《在地圖結束的地方》





《在地圖結束的地方》(Timbuktu)

        描寫在茅利塔尼亞一個被嚴厲的穆斯林律法逼管的馬利城鎮。
聖戰士到處都是,夜裡在屋頂上拿著Ak47四處走動,仔細聆聽並找尋著著細小的歌聲從何而來,因為根據這裡的法律,人民不能唱歌。

        聖戰士們聚在一起討論世足的動向,然而在鎮裡發現一顆足球,並摧毀,找出足球主人依照“神的律法”,鞭刑20下。一群孩子,有大有小,穿著球衣,在沙地上踢著足球,大家都玩得十分開心,只是特別的是,並沒有足球存在,他們玩的是想像力。這時聖戰士經過,他們每個人若無其事,在原地做伸展操。

        在有著極大壓力律法下的環境,我們透過影像,看到了極度美麗的風景,在極度壯麗的美景下,我們看到那些人們艱苦的生活。片中也使用不少象徵手法,像是一群聖戰士開著Jeep追趕著鹿,卻故意不射殺他,而是用槍嚇她,揚言說要消耗他體力;又或者是聖戰士在沙漠中看到一群雜草長得過長,並停車拿槍像雜草掃射,雜草變矮了,高度較接近沙地了,但雜草本是春風吹又生。

        在影片,我們看到聖戰士以“阿拉的律法”、“神的律法”的名義,而橫行霸道合理化集體霸道的行為。
我們也看到“神的法律”的不通人情,人們到底有什麼權利扭曲經書的意思,制定了一堆律法,再以神的名義執行,當神的名義當前,已經沒有人會反抗了,因為那是他們的宗教,縱使已經被曲解過也是一樣。一錯再錯,將錯就錯。

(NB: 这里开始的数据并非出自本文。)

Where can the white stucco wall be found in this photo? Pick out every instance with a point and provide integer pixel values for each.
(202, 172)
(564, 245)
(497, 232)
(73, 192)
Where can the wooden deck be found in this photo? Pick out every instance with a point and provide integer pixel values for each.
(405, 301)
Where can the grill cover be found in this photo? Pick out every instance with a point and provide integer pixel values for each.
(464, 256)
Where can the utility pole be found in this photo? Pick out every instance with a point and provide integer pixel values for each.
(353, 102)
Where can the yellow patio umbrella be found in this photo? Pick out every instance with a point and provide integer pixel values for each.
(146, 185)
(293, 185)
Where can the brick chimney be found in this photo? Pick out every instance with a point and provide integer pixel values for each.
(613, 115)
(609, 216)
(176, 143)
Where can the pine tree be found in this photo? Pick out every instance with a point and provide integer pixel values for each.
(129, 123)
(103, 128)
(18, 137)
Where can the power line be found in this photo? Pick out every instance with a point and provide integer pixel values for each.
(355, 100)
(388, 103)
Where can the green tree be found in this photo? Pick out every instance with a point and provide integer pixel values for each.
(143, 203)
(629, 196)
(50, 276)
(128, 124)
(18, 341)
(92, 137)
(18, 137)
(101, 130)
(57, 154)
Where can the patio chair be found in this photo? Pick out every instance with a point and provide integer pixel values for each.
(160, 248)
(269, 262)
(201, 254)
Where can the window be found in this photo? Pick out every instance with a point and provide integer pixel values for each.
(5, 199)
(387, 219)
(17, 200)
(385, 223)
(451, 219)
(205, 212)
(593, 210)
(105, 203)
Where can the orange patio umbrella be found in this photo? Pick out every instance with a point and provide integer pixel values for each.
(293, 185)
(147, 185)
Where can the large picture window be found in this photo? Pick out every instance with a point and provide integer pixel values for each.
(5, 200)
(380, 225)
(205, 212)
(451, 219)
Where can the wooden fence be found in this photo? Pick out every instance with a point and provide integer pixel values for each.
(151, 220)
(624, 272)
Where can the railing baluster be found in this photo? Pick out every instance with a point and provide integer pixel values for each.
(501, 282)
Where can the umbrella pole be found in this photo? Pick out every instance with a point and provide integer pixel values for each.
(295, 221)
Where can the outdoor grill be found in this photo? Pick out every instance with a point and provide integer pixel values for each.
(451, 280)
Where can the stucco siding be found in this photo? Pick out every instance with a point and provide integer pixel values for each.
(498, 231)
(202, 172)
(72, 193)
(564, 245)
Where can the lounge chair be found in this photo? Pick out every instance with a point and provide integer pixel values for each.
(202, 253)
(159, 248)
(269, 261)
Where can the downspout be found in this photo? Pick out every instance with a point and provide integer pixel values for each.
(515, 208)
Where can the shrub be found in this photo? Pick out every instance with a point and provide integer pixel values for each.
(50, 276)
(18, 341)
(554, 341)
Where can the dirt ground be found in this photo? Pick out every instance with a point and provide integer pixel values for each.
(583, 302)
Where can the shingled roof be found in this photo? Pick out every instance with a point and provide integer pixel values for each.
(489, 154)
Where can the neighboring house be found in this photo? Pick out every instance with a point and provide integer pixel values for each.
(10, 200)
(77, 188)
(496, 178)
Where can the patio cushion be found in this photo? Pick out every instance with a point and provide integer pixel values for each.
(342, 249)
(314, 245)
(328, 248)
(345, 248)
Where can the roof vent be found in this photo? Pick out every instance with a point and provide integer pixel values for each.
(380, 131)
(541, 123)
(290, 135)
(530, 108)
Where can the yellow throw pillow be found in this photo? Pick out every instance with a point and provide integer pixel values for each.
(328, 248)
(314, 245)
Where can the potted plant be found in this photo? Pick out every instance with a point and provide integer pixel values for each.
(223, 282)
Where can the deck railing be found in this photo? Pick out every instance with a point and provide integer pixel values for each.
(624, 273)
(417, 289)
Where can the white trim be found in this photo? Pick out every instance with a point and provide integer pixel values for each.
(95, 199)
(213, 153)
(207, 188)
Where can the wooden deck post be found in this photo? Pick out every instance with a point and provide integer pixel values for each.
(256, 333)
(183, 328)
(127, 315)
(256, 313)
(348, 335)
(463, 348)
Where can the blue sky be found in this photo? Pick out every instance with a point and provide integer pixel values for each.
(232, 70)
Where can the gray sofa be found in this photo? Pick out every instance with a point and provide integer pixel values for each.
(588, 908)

        回教文化對於西方文化的極度反抗,以宗教的觀點我能夠理解,西方主流的價值觀常與宗教清心寡慾、排除七情六慾等有所違背。宗教本是一種信仰,讓人們心中有把道德的尺好讓自己能時時自省,但當宗教的教義被當成法律,以及有一整套懲罰方式時,宗教已變成一種龐大的政治體系的工具,它變成一個牢籠,變成一把隨時底在人們頸部的刀刃。

       反思我自己的生活,我是否有犯過跟聖戰士一樣的罪?以某種公正名義做自私利己之事?